In early 2009, the secretary mentioned that she had arthritis, and mentioned the effect of the treatment on her liver (Fortunately, that effect later died down). That made me worry about her and I wanted to do whatever I could to help. As I did not have much work to do at the time, I offered to share her workload, at least to do things that someone without arthritis would find easier to do, and asked whether there was anything else I could do for her; but she declined.

In March 2009, a letter was to be sent to all the company's suppliers. I offered to put the copies into envelopes, but the secretary declined. However, on the 25th (when she was not at work), I did it anyway, as she had not had time to do it herself. I hoped she would appreciate my help, but when she found out what I had done she lost her temper, telling me never to do anything for her again. I tried to apologise later, but she did not want to know.

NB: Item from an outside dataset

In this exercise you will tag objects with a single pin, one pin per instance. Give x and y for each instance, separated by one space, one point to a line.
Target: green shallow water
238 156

I tried to apologise again two days later, this time by E-mail. In response, she (falsely) accused me of asking her to justify her actions, then left the office. When my boss arrived, he told me I was being suspended on full pay pending an investigation, and asked me to leave immediately. I later E-mailed a letter to him telling him everything that had happened. On 3 December, however, my boss telephoned me to say the matter had not been resolved, and that the secretary had even involved her solicitor and trade union in the matter. I was therefore laid off. There was now too little work to keep me there anyway. The telephone call was followed up with a letter, which for some reason gave my last working date as 30 November. I asked why this date was given, but did not receive a reply.